The cooler stowed in the Falcon they drive leisurely out of Speedsville a few miles to the east and park themselves inconspicuously on a dirt side road. While Brent goes off into the woods to commune with nature, "I can't work under pressure," he says, Lucy and Kelvin hoist the frozen animal out of the back of the car and carry it to the side of the main road into Speedsville, West Creek Road, where they prop it up on the shoulder like it is about to absent mindedly walk forward on stage.

"My mom says I get an uncle drives a rocket engine car," Lucy chattering as they arrange things just so.

"A a l-largely p-precipit-lous and marv-marvelous asp-asp-iration to rup-rup-ture the t-terrestrial velo-velo-city of highest h-humanoid achi-achi-evement," says Kelvin.

"Yeah, he does things fast. She says he uses it to turn telephone poles into toothpicks."

"A s-striking mis-misdirection of r-resources."

"He don't live around here 'cause she says it ain't flat enough and too many rocks to drive into. Rocks and rocket cars don't mix good."

"But for they are t-tunneling to the n-nucleus of this p-planet, elabororately una-unavoidable."

"I once saw him on television in a commercial right after I Dream of Genie."

"I-is t-that s-so," blubbering slightly under the weight of their exertion.

"Kelvin?"

"Yy-yeah, L-lucy."

"What happens if you throw a rock at a rocket car?"

"P-pebbles."

They go conceal themselves. Kelvin crouches behind a big rock, certainly large enough to necessitate it being missed by a wayward rocket car. Lucy in a bed of Black-Eye Susan. Brent, having returned from draining the mickey, climbs up high the toppymost top of a tall white pine where he quickly gets his hands mucky muck with sap.

"My indi-indi-spen-sable f-friend, B-Brent, the interinterior b-bark at the s-subordinate extremity of this P-Pinus S… S… Strobus you have ele-ele-cted to esca-esca- late gives the impro-impre-shun to me of b-being a dimu-dmin-intuitive instant-ant pre-previously nibbled nibbled by teeth teeth of a fami-fami-shed inse-insec-tivore. You p-perhaps will h-hanker-anker after gauging-ing for arsenic arsenic before li-licking that p-pitch from your i-impending s-sticky digits."

The first vehicle come up is dirt poor Danielle Tracey returning from the Old '76 Club, a buxom bevvy that can add numbers in her head faster'n you can spit them out, sittin' slumpy on her Farmall H pulling an half-empty manure spreader on a half tank of tequila. The tractor barks.
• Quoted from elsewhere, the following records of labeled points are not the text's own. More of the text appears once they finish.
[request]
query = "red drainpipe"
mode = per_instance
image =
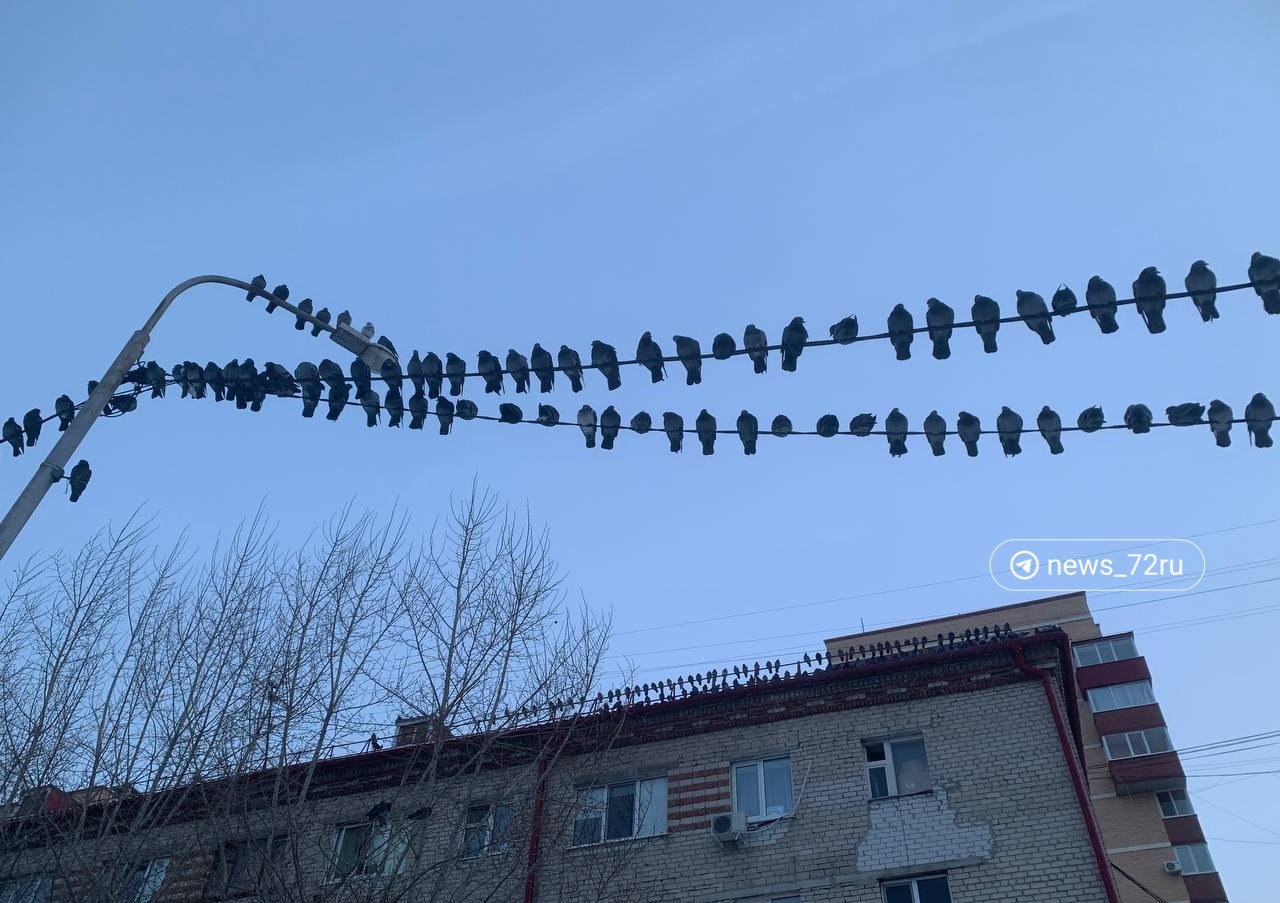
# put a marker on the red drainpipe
(1073, 766)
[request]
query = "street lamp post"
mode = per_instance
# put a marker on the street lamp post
(53, 466)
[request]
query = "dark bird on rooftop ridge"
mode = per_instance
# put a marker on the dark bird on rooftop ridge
(1101, 297)
(604, 357)
(969, 429)
(936, 433)
(1034, 313)
(673, 425)
(1009, 427)
(456, 369)
(690, 354)
(1220, 422)
(65, 410)
(586, 423)
(748, 431)
(650, 357)
(1202, 284)
(900, 336)
(1050, 425)
(490, 370)
(517, 365)
(1265, 276)
(1064, 301)
(1138, 418)
(571, 365)
(611, 422)
(444, 414)
(986, 320)
(757, 347)
(1150, 293)
(895, 429)
(78, 479)
(1258, 415)
(306, 308)
(1188, 414)
(845, 332)
(417, 410)
(794, 336)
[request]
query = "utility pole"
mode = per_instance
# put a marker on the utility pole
(53, 468)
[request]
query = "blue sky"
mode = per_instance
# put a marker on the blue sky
(485, 176)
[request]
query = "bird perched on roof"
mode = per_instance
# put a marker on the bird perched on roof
(1258, 415)
(571, 365)
(690, 354)
(845, 332)
(748, 431)
(757, 347)
(1265, 276)
(936, 432)
(895, 431)
(517, 365)
(938, 318)
(1220, 418)
(604, 357)
(1009, 427)
(900, 325)
(586, 423)
(1034, 313)
(1202, 284)
(1150, 293)
(986, 320)
(673, 425)
(1050, 425)
(794, 336)
(1100, 296)
(969, 429)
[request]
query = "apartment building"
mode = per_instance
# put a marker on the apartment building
(1137, 783)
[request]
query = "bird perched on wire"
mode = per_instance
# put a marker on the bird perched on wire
(1258, 416)
(748, 431)
(900, 325)
(1150, 293)
(794, 336)
(1034, 313)
(1265, 276)
(969, 429)
(1202, 284)
(604, 357)
(1100, 296)
(986, 320)
(586, 423)
(1009, 427)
Danielle, playin' a mathematical caesura in her head, just swerves around and keeps right on going past like propped up Porky is not even on her radar. "Did you see that?" says Lucy, "She even never slowed down."

"Cripes, Lucy, she wasn't going that fast to begin," shouts down Brent as he struggles with wiping his sticky hands on his pant leg, "We be here all day waitin', girl."

"S-shlush," says Kelvin, "here k-comes an alt-alternative."

"An alter what?" says Lucy peeking her blonde head up above golden rod and milk thistle.

"Shugup!" jumbles a struggling Brent who now has one hand stuck to his hair and the brim of his cap hanging from his mouth like a large green bill that flaps when he tries talking.

"You don't got to be so damned nasty, Brent," as Lucy crouches down in the flowers.

Next come an out-of-towner in a Buick, least ways, Brent says it's a Blueb... ick yet Kelvin clearly indicates it's a polee-oly-opia of Ka-Ka-dillack and has that sort of s-sour look on his f-forface that comes with a detailed exp-planation. 

Lucy says she doesn't give a crap what kind of car it is, "It got a big tookus on it with a lot of Jesus Love stuff alls I know." 

The elderly driver of the everlasting gospel of locomotion of metal and glass and internal combustion does not see Porky until the last minute when he slams on the brakes.

"God damned to hell," he says.

His girlfriend, the poltergeist Mrs. Levy with golden-white hair, multicolored eye-sockets, mascara, sunglasses with blue lenses, in the passenger seat rudely lunges forward. She bangs her stiff bouffant, a pink puffy of preserved cotton candy, on the dashboard. Squeezing the thickness of her unopened bible between her legs. Her head bounces back as her ample torso is returned into the leatherette seat. "Oh, my, do that again, Jimmy?" But God and Jimmy got no time for this foolishness. Jimmy hits the accelerator. "Oh, my, oh my!" They speed on towards Speedsville for the chicken barbecue before Lucy and Kelvin and Brent can hear the reverend's unmeasured reply.

Brent up in the pine tree is laughing and pulling on his hair an he leans back. Next thing he is hanging upside down with one leg hooked on one branch an the other hooked on another. He is ok 'cause he keeps laughing. Kelvin also laughing behind the big stone is wiping with a red rag at a dark spot on his trousers, his goggles up on his forehead. Lucy is gone crazy giggling and wailing and rolling around crushing flowers. This is the best time anybody had at Speedsville since the artesian well running out of the rusty pipe next-door the community center got mixed with the broken Gennie Cream Ale truck and the Dr. Dan's Dancing Hungarian Bear got loose and pranced around town for most of the afternoon chasing the itinerant pot-holder lady, scared out of her wits, and the sauerkraut eating competition was won by Mabel Hornstit, and they held the annual privy burning celebration all in one day.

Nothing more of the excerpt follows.